Romanian phishing scam suspect pleads guilty

Ovidiu-Ionut Nicola-Roman of Romania pleaded guilty to conspiracy to commit fraud in U.S. District Court in Bridgeport, admitting to participating in the scheme.

Authorities accuse the defendants of stealing names, Social Security numbers, credit card data and other information from Internet users. Federal indictments allege the Romania-based phishing scams sought to rip off thousands of consumers and hundreds of financial institutions.

Prosecutors estimate that Nicola-Roman was responsible for more than $400,000 in thefts. He faces a prison term of 46 to 57 months and possible fines and restitution payments when he is sentenced Oct. 10.

His lawyer, Ronald Resetarits, declined to comment after the plea.

Nicola-Roman still faces similar federal charges in California, where most of the defendants were indicted.

The practice known as phishing typically involves sending fraudulent e-mails that include links directing recipients to fake Web sites, where they are asked to input sensitive data. Phishers may also include attachments that, when clicked, secretly install "spyware" that can capture personal information and send it to third parties over the Internet.

More than half the people charged are Romanian, although the alleged scam also operated from the United States, Canada, Portugal and Pakistan. The cases were linked by two Romanians who participated in both schemes, authorities said.

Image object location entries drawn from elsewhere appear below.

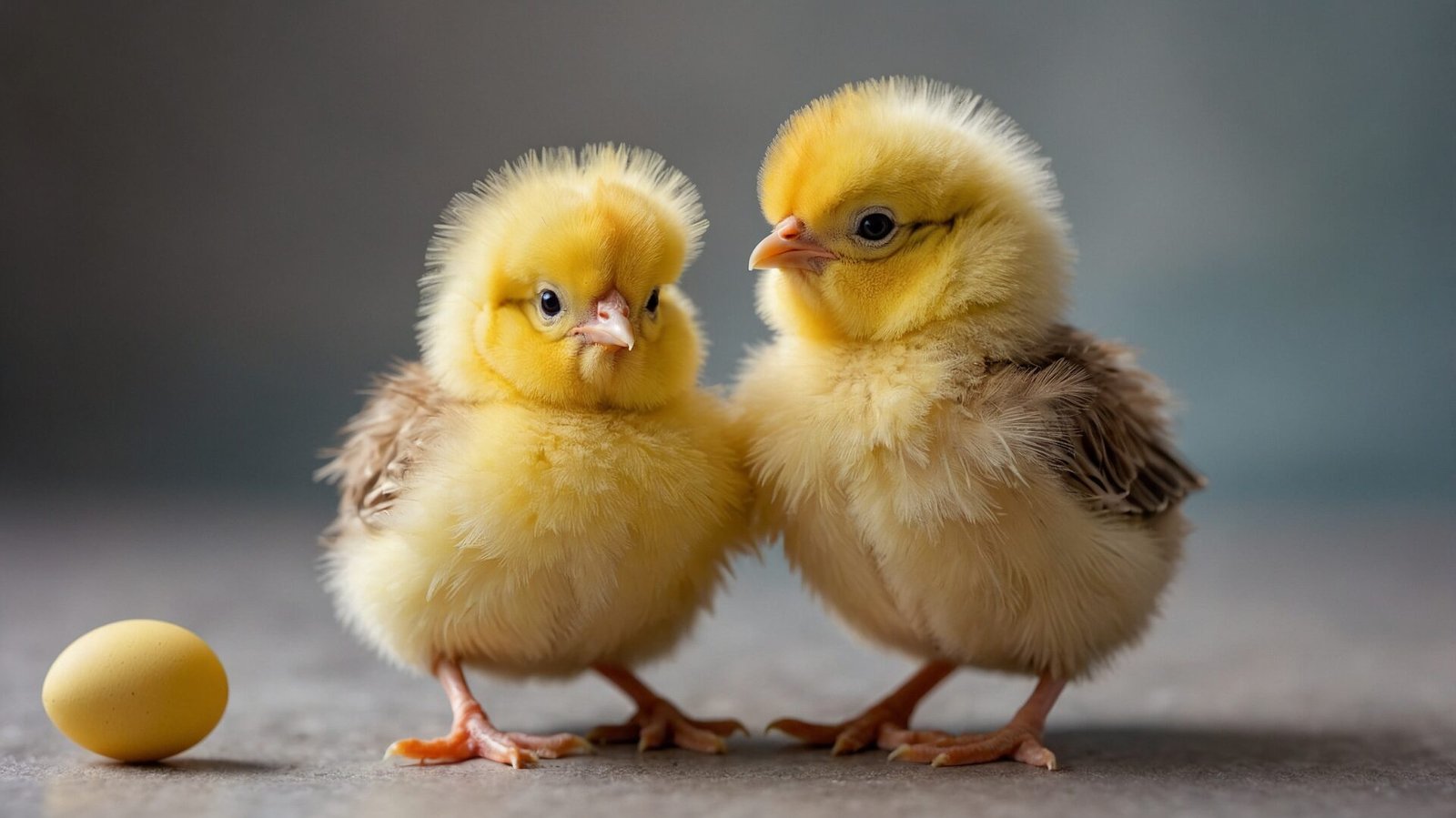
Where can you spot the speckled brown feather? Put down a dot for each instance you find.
(382, 441)
(1116, 451)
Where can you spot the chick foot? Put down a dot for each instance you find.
(1019, 740)
(659, 722)
(478, 738)
(1012, 742)
(885, 723)
(475, 737)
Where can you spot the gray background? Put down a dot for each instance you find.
(211, 218)
(211, 223)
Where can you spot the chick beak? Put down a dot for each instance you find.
(609, 325)
(790, 247)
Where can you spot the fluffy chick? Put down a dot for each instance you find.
(546, 490)
(957, 473)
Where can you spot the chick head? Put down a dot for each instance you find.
(899, 204)
(555, 278)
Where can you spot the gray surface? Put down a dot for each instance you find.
(1305, 665)
(215, 213)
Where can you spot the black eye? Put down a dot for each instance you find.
(875, 226)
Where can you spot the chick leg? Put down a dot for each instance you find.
(473, 735)
(1019, 740)
(885, 722)
(659, 721)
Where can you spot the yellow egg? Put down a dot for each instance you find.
(136, 691)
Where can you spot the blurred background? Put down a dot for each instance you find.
(213, 216)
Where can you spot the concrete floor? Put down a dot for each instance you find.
(1307, 664)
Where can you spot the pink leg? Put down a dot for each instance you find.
(885, 722)
(475, 737)
(1019, 740)
(657, 721)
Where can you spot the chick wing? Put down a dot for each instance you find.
(1108, 424)
(382, 443)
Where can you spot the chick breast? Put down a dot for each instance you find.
(535, 541)
(939, 502)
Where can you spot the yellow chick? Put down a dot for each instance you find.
(958, 475)
(546, 490)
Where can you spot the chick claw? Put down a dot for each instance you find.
(659, 722)
(477, 738)
(1012, 742)
(880, 725)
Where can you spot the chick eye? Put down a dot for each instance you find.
(875, 226)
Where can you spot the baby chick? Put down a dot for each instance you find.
(546, 490)
(957, 473)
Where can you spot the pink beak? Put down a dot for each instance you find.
(609, 327)
(790, 247)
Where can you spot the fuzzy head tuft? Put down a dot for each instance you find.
(977, 230)
(526, 258)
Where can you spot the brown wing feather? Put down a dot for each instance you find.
(382, 443)
(1113, 415)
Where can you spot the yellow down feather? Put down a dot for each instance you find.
(560, 504)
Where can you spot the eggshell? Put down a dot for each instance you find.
(136, 691)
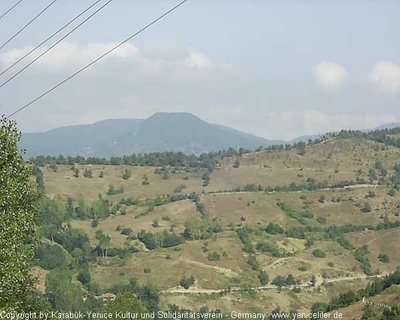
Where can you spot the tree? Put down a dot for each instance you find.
(104, 242)
(18, 214)
(383, 258)
(76, 173)
(301, 148)
(125, 302)
(187, 282)
(126, 174)
(263, 277)
(62, 293)
(88, 173)
(366, 208)
(318, 253)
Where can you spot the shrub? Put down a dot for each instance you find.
(214, 256)
(253, 263)
(263, 277)
(366, 208)
(126, 174)
(187, 282)
(318, 253)
(95, 223)
(383, 258)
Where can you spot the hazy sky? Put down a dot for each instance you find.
(277, 69)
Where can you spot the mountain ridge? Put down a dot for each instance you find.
(160, 132)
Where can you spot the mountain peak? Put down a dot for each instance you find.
(163, 131)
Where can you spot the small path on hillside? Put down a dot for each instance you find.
(262, 288)
(356, 186)
(227, 272)
(381, 236)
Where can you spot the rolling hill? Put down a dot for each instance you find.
(159, 133)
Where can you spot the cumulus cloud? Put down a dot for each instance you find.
(292, 124)
(329, 75)
(386, 75)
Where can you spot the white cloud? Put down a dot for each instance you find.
(329, 75)
(386, 75)
(291, 124)
(198, 60)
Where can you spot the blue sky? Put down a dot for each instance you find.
(277, 69)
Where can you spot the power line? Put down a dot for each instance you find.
(42, 54)
(54, 34)
(5, 13)
(96, 60)
(24, 27)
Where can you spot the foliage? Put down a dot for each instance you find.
(318, 253)
(263, 277)
(126, 302)
(50, 256)
(18, 215)
(187, 282)
(214, 256)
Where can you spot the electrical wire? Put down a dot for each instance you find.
(96, 60)
(54, 34)
(5, 13)
(25, 26)
(42, 54)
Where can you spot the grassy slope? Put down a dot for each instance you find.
(333, 160)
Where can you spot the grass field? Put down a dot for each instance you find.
(333, 160)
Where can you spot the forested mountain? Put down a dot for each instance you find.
(161, 132)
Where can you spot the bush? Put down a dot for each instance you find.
(318, 253)
(88, 173)
(263, 277)
(366, 208)
(95, 223)
(383, 258)
(253, 263)
(126, 174)
(126, 231)
(214, 256)
(187, 282)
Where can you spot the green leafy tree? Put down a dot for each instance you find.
(18, 214)
(263, 277)
(62, 293)
(88, 173)
(366, 208)
(125, 302)
(126, 174)
(76, 173)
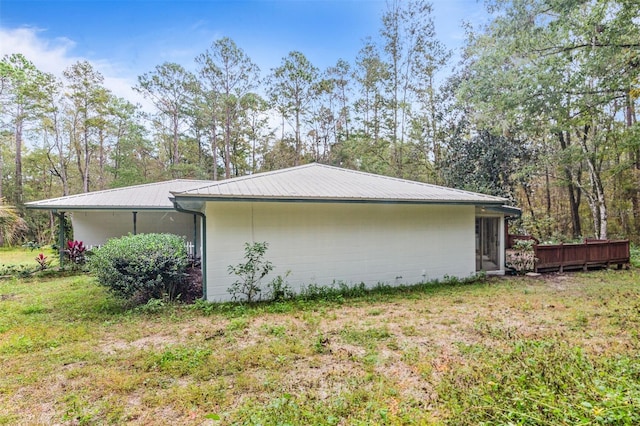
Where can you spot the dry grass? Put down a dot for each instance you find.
(72, 355)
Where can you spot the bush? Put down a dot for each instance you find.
(521, 258)
(142, 267)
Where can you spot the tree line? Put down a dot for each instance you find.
(541, 109)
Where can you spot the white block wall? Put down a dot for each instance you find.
(320, 243)
(96, 227)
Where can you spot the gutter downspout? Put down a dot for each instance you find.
(203, 266)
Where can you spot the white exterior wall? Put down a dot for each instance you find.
(96, 227)
(320, 243)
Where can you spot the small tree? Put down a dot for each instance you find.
(522, 257)
(250, 272)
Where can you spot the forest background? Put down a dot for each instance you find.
(540, 108)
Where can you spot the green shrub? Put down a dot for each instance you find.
(142, 267)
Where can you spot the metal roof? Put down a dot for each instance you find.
(317, 182)
(152, 196)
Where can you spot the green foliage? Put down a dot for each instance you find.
(521, 257)
(543, 382)
(279, 289)
(248, 286)
(635, 255)
(142, 267)
(43, 261)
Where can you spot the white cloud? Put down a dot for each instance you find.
(56, 55)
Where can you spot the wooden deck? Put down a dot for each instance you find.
(589, 254)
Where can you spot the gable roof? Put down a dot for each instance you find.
(318, 182)
(151, 196)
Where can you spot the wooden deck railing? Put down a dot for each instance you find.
(591, 253)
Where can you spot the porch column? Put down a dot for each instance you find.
(195, 236)
(61, 241)
(135, 223)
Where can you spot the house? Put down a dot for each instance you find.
(325, 224)
(101, 215)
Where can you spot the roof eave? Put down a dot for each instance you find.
(193, 197)
(95, 208)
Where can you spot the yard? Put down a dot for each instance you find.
(552, 350)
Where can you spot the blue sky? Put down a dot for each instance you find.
(125, 38)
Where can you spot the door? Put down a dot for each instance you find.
(487, 244)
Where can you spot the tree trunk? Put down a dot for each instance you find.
(574, 201)
(18, 135)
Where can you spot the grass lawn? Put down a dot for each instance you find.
(562, 349)
(25, 256)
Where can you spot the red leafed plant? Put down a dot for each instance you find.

Prosecutors say phishers based in Romania snagged information about thousands of credit and debit card accounts and other personal data from people who answered spam e-mail. The data were then sent to the U.S. and encoded on magnetic cards that could be used to withdraw money from bank accounts.

In Connecticut, seven Romanians allegedly spammed consumers with directions to visit a hacked-in Web site posing as at least a half-dozen legitimate bank sites, including Citibank, Wells Fargo and eBay Inc.-owned PayPal.